Simel- Today we are going to talk about sex which will put me in a better mood
//Grossman hasn't shown up for a CAP 9 US History class for 20 minutes and everyone is just goofing off when Simel pokes her head in from next door Simel: Uh...where's Grossman? //The class goes quiet Simel: Okay, then, I was just gonna return [Random Student's] agenda book that they left in my room... //Simel returns the book and then cautiously backs out the door while everyone suppresses chuckles
//Dr. Simel telling a story about questioning her spirituality in synagogue Dr. Simel: ....so people don't always go because they want to, maybe they want to impress somebody, see their friends, talk to some cute boy at synagogue- Barg: Wait--cute Jewish boys? //Class laughs //Dr. Simel launches into another story
//student reading Simel's powerpoint to the class Student: ...opposed images, ideas, or bith-- wait, thats not a word. Simel: yeah...I made a worse mistake with the last class. Look at the word. Its shorter. Class: #.#
//Someone was playing really good music in the senior court yard while we were taking a formative Simel: If they weren't so good I would have to tell them to stop // Simel then goes over to the window and yells out it Simel: Hey guys, I was just telling my students that if you weren't so good we would have to yell at you b/c they're taking a test, but your really good. Could you play something softer though, I don't mean quite, but ya know like concentrating music
Sebi: What? Dr. Simel is outside? //Opens Window Sebi: HEY DOC!!!!!
Dr. Simel: "Well since the door is locked, i'll just go through the window."
Dr. Simel: "Now everyone lets try not to imagine them lying in bed together."

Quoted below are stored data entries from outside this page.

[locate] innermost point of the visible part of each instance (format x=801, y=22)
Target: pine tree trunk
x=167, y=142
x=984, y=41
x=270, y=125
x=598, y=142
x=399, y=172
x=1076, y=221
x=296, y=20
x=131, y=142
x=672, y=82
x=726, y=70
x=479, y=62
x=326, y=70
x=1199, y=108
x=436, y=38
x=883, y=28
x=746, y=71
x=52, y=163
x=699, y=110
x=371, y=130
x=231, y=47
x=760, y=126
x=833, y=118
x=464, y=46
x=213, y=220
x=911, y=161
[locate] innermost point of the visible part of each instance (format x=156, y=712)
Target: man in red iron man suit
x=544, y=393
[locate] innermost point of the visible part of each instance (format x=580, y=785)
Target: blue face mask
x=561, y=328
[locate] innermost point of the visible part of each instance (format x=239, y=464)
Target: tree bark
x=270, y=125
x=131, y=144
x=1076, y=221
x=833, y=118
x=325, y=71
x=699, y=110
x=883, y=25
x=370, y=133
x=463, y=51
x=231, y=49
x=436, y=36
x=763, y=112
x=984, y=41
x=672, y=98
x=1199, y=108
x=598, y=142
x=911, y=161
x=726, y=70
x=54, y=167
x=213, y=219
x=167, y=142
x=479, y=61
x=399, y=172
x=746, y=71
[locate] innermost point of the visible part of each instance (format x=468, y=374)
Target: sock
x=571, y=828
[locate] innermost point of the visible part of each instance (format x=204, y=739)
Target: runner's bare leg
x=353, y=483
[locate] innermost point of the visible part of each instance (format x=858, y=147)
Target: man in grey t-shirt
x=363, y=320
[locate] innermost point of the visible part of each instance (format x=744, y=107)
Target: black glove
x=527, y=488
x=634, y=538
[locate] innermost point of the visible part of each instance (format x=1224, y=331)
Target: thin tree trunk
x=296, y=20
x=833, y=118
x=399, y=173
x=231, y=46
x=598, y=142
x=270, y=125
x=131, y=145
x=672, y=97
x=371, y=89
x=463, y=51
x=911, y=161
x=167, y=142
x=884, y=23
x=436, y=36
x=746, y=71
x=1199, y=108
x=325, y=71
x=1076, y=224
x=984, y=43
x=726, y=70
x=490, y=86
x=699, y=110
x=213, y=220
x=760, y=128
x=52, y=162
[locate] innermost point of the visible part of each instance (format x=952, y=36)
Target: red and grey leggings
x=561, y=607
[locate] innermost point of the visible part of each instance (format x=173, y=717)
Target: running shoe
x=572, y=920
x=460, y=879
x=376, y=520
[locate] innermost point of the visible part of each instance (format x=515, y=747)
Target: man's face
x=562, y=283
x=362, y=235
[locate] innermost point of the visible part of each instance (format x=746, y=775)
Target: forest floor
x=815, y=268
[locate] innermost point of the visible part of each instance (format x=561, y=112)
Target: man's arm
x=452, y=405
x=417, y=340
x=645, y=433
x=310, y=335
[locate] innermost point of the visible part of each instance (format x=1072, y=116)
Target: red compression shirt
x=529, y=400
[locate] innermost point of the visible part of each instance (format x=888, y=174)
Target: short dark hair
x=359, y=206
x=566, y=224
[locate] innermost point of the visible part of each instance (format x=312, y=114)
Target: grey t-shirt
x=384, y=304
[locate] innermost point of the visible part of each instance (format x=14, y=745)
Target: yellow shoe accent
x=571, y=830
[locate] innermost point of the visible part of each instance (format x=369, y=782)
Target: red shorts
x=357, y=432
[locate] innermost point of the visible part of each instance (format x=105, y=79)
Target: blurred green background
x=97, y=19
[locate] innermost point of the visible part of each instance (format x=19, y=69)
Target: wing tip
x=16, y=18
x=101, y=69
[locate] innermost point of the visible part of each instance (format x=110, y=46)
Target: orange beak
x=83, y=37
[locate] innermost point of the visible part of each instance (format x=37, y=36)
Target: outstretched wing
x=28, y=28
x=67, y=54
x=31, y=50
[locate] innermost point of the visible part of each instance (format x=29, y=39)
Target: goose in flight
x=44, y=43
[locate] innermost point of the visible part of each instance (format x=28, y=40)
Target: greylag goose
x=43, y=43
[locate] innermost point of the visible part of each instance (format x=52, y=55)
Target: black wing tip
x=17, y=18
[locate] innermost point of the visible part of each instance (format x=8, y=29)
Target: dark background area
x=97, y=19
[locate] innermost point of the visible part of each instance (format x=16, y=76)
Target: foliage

// discussing the awakening in ap lang, esp. adele when dr. simel walks in Mrs. Gross: If you're a women, you can be a housewife, a trophy wife, an assistant, a nurse... Student: Or prostitute! Mrs: Or a prostitute. Adele's a perfect housewife though. She's on her back all the time. Having sex or having a baby. Having something! Dr. Simel: What book is this? Class: The Awakening Dr. Simel: I love it already. // as she walks out she grabs a copy.
//A story from Dr. Simel... So, you know, a long time ago, I used to like to catch a few Zs before my classes. So I had my pillow, and my blanket, and there was this conference room next to my office. I told the secretary to wake me up in 15 minutes, when my class started, and I lay down under the conference table. Later, I woke up, and saw that I had been drooling. Like, reeeeaally drooling. And I looked at my watch, and noticed I was 10 minutes late for class. And then I noticed there were a bunch of legs all around me, and realized they were having a meeting, and they didn't know I was under here. So I was thinking, "Oh my god, what do I do, I can't just skip class," and so I crawled out from under the table - and I was about 30, y'know - and all the people just stared at me. And when I got out of the room, about 3 seconds later, I heard them all start to crack up. Then, a few years later, whenever someone looked at me and started to laugh, I knew that person had been one of the people in the room. Isn't that great?